エッフェル塔に登る
二人はエレベーターの料金を払うとエッフェル塔に登りました。最上階は3階で276メートルの高さです。
エレベーターに乗ると満員になるまでお客さんを載せてから扉が閉まると上昇を開始しました。エレベーターが上がり始めると外の景色が見えました。エレベーター内は英語、フランス語、ドイツ語、日本語などが飛び交い国際色豊かです。話している言葉はよく解りませんでしたが、おそらくその内容はほぼ私たちが話しているものと同じような内容なのではないかとチエコは想像しました。
「だんだん高くなっていくわね。」
「パリの景色が良く見えるね。」
「そうね、意外なんだけど緑も多いわね。」
「そうだね、公園や庭園があるからかもしれないね。」
エレベーターはどんどん高度を上げます。人や車がどんどん小さくなっていきます。
到着すると扉が開きました。エレベーターを降りて、短い階段を登ると3階の展望デッキでした。

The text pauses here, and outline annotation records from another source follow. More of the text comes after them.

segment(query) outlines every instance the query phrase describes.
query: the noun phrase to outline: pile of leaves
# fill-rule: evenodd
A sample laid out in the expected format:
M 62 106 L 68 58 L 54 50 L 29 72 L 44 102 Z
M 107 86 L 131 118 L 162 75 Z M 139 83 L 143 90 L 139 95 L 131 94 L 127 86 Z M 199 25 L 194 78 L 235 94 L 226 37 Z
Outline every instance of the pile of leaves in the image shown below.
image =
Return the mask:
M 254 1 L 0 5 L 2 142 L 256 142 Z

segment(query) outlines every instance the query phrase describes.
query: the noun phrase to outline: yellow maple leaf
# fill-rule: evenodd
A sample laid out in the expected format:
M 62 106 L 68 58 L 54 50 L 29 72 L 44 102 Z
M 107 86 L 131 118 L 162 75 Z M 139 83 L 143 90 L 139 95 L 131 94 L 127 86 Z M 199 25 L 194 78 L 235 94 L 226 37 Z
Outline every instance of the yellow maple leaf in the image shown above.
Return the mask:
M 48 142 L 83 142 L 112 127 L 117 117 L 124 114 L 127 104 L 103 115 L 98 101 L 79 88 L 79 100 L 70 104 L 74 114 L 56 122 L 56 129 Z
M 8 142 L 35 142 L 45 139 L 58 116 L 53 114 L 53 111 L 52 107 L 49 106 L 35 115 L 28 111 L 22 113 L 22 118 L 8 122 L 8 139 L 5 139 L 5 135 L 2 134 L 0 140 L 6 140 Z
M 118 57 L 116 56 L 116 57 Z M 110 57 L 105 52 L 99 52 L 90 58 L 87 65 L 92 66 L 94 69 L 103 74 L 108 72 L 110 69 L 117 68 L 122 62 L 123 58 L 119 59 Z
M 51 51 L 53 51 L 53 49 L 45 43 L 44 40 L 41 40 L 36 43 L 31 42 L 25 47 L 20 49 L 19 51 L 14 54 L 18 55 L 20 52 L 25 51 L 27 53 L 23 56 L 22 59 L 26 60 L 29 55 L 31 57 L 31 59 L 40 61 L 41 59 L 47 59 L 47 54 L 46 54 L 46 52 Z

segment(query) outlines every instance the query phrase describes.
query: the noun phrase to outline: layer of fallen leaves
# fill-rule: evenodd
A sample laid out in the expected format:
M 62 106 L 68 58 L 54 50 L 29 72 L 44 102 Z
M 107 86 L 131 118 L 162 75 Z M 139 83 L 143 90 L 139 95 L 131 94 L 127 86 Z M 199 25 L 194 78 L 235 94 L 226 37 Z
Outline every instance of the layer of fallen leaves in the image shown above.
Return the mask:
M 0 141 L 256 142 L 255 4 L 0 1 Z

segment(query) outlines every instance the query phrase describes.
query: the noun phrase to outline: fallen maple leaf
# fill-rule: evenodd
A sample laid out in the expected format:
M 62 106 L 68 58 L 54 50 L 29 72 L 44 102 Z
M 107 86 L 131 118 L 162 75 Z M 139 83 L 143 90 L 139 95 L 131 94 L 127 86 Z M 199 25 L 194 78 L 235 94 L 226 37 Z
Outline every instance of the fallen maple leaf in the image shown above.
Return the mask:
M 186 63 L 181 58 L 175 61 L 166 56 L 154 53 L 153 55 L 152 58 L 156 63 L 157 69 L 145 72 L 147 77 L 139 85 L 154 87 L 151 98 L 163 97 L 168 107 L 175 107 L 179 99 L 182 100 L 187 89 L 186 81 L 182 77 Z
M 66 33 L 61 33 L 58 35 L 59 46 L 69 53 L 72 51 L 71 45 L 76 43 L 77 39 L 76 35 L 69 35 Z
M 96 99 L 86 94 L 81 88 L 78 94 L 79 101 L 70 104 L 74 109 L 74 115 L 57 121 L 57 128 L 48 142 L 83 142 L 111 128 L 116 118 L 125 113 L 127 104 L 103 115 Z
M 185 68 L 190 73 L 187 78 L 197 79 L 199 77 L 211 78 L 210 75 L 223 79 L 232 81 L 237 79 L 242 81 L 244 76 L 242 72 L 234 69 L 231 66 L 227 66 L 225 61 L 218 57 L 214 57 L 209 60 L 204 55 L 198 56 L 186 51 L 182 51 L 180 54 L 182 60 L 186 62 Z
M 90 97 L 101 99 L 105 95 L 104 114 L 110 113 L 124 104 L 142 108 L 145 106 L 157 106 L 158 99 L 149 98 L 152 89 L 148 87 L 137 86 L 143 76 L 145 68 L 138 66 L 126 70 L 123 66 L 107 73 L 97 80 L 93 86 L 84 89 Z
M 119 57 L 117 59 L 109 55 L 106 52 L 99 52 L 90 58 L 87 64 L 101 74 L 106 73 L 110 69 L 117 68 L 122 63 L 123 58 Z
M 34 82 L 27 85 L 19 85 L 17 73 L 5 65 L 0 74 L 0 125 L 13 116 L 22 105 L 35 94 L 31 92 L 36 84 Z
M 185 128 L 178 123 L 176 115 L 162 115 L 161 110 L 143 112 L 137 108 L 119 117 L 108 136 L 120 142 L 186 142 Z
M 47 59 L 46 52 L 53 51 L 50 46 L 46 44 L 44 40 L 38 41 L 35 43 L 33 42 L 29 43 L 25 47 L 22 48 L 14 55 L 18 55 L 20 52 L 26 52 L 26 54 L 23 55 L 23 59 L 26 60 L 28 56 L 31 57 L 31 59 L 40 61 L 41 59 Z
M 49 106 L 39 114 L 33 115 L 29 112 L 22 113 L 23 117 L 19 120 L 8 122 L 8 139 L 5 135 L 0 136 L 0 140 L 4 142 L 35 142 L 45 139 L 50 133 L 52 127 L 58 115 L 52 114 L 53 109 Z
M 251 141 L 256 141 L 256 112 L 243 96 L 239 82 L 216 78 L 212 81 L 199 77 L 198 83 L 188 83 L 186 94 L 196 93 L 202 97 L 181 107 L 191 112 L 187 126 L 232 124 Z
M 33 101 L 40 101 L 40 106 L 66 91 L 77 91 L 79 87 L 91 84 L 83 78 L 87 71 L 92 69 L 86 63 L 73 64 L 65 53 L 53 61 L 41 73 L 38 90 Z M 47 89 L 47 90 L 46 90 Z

天気は良いのですがさすがにこの高さだと風が強く吹いているので体温が奪われて寒いです。展望デッキの手すりから下は目の細かい金属製の網状の格子が設置されています。手すりから上の部分には目の粗い金属製の網状の格子が設置されているのが印象的です。顔が出せないという程度の大きな網目です。このおかげで強烈な突風が吹いても誤って転落する可能性はありません。けれども手持ちのデジタルカメラやスマートフォンは落とさないように気を付ける必要があるとチエコは思いました。
「わああっ!良く見えるわねえ!」
「そうだね、セーヌ川やそこにかかる橋もはっきりと見えるね。車が玩具のように見えるね。」
「その向こうには小さいけれど凱旋門からルーブルまでが見えているわね。」
写真を撮ったり、景色を眺めたりして過ごしているうちに日が大分傾いてきました。若いカップルが多くいました。とても寒いのに何かを待っているかのようにたたずんでいます。特に展望デッキの西側に人が多いようです。
「みんな寒いのによく長い間ここにいるわね。」
「みんな若いからかな?きっと日の入りを観たいんだろうね。」
「そうかあ。恋人同士ならそれもロマンチックかもしれないわね。」
「私たちも観たいところだけど大分寒いよね。君は大丈夫?」
「いえ、大分寒いわ。もう限界かも。」
「それなら、もう降りようか?」
「ええ、賛成。私たちには少し寒すぎるわ。」
「お熱くないといられないってことかな?」
「うふふ。そういうことね。(笑)」
二人はエレベーターで降りることにしました。登りと比べて乗客がとても少なかったです。
下に降りてエッフェル塔から出てみると大分薄暗くなっていました。
二人でバス停の所まで歩きます。
「晩御飯どうしようか?何を食べたい?」
「本当に食べたいのは和食だけどちょっと無理よね。」
「たぶん、ものすごく高いかも。」
「オペラ通りにスーパーがあるから行ってみようか?日本食は無理だけど何か食べやすいものがあれば買って部屋に持ち帰って食べるのはどう?」
「それいいわね。なんだか面白そう。サンドイッチやチーズでもいいものね。」
スーパーへ
二人は停留所で再び乗り降り自由の観光バスに乗りました。オペラ座で降りることができました。
すぐそばにスーパーがありました。食品などの商品も豊富で見ているだけでも楽しいものです。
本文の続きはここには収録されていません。